How Does Molecular Dynamics Simulation Work? Force Fields, Timesteps & Thermostats Explained

How Does Molecular Dynamics Simulation Work? Force Fields, Timesteps & Thermostats Explained

Understanding how MD simulation works under the hood isn’t just academic — it determines which settings you choose, what can go wrong, and how to interpret your results. This article explains every core component clearly, without assuming a physics background.

The core simulation loop

At its heart, an MD simulation is a loop — a calculation that runs millions of times. Each pass through the loop represents one timestep of physical time. Here is what happens in every iteration:

  1. Calculate the force on every atom from every neighboring atom using the force field
  2. Use that force to compute the new velocity and position of each atom using Newton’s second law
  3. Save the new coordinates to the trajectory file at the specified output frequency
  4. Advance the simulation clock by one timestep and repeat

For a protein system of 100,000 atoms simulated for 100 nanoseconds at a 2-femtosecond timestep, this loop runs 50 million times. The entire trajectory — every saved snapshot — is the raw data you’ll analyze. Everything else in MD simulation setup is in service of making this loop run correctly, stably, and in conditions that represent real biology.

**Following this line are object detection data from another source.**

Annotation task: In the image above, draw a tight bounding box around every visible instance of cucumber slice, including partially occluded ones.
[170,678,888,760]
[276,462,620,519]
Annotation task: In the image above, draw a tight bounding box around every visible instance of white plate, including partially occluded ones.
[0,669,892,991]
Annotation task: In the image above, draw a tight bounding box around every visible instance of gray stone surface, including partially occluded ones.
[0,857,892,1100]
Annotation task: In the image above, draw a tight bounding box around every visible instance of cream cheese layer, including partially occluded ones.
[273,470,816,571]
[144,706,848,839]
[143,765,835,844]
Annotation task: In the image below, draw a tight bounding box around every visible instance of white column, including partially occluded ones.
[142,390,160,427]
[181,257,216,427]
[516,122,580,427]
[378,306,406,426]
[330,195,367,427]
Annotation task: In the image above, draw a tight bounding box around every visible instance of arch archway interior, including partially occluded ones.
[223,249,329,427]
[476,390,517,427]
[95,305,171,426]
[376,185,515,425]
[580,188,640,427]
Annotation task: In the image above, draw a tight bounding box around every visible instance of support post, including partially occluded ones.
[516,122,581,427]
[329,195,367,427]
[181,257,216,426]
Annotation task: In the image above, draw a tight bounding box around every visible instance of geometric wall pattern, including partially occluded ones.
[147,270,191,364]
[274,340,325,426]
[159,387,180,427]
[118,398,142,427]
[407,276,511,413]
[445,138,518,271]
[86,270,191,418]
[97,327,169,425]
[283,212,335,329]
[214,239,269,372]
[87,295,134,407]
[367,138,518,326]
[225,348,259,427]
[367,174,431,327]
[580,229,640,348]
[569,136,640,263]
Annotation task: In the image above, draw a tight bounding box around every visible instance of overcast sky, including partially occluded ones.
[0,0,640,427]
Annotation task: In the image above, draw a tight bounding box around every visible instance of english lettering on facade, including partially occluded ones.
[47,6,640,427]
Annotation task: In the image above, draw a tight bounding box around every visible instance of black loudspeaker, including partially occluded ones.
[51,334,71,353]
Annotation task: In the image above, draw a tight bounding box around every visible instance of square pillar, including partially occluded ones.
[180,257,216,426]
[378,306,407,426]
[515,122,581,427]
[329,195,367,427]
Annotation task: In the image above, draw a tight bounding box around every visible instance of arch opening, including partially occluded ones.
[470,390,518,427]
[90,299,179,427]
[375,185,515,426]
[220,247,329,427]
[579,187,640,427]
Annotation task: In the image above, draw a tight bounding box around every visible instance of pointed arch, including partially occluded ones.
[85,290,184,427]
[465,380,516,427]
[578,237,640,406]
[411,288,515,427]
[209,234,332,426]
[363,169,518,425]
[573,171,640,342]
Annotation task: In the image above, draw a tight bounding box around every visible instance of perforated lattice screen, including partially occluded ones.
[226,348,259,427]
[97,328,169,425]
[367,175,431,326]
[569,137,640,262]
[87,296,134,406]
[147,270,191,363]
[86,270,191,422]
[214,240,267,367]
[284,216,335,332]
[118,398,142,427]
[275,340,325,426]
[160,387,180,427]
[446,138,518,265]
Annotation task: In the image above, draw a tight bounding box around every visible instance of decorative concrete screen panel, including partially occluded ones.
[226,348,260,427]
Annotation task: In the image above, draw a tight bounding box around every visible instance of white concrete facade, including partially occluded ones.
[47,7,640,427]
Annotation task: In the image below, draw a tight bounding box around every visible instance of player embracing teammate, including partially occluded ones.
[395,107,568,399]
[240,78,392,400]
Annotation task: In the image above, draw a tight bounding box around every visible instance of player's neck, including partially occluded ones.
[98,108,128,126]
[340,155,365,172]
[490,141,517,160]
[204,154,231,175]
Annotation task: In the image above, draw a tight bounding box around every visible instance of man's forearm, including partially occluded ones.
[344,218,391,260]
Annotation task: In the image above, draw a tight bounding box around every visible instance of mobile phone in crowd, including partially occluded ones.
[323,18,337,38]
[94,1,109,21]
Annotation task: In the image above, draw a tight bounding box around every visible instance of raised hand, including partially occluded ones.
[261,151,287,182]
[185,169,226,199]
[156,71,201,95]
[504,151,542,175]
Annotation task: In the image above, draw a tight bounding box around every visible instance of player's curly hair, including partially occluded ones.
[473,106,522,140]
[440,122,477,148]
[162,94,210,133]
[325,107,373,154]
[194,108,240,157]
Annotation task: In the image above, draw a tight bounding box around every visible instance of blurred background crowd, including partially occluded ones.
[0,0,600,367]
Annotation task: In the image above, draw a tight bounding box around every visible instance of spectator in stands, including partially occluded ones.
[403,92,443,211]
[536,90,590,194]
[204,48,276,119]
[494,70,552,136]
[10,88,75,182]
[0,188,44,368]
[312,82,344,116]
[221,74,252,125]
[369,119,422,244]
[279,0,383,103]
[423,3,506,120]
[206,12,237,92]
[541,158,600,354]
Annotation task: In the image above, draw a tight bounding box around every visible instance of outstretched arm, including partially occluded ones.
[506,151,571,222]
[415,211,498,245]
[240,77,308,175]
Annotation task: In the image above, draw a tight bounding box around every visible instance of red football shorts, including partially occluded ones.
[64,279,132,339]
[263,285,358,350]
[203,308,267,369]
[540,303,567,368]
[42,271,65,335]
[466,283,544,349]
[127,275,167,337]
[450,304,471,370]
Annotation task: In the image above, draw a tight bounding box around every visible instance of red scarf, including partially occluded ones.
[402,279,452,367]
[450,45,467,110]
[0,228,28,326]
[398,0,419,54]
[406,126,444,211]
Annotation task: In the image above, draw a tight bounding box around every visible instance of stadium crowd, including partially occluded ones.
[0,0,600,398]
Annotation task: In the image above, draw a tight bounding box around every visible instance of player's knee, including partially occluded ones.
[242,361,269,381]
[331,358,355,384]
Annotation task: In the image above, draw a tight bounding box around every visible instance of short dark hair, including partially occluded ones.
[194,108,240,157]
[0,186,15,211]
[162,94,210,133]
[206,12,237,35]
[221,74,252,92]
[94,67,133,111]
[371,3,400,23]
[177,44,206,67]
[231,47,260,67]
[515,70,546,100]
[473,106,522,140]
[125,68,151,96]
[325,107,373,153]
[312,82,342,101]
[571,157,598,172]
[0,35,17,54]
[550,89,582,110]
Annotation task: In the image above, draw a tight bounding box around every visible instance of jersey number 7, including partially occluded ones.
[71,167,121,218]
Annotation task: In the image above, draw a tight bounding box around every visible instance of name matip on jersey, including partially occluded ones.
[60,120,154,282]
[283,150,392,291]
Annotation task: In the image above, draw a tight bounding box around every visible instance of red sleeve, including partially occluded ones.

Force fields: the rulebook for atomic interactions

A force field is the set of mathematical equations and parameters that describes how atoms in the system interact with each other. Given the positions of all atoms, it computes the potential energy of the system — and the force on each atom is the negative gradient of that energy with respect to position. Atoms move to lower their potential energy, just as a ball rolls downhill.

Force field energy terms fall into two categories: bonded and non-bonded.

Bonded terms
Interactions within connected atoms
Describe energy changes as bonds stretch and compress, bond angles bend, and dihedral angles rotate. These terms keep covalent geometry correct — bonds at their equilibrium lengths, angles near their optimal values.
Bond stretch · Angle bend · Dihedral torsion · Improper torsion
Non-bonded terms
Interactions between non-connected atoms
Describe electrostatic interactions (attraction between opposite charges, repulsion between like charges) and van der Waals interactions (short-range attraction at optimal distance, steep repulsion at close range). These dominate binding free energies.
Coulomb electrostatics · Lennard-Jones (van der Waals)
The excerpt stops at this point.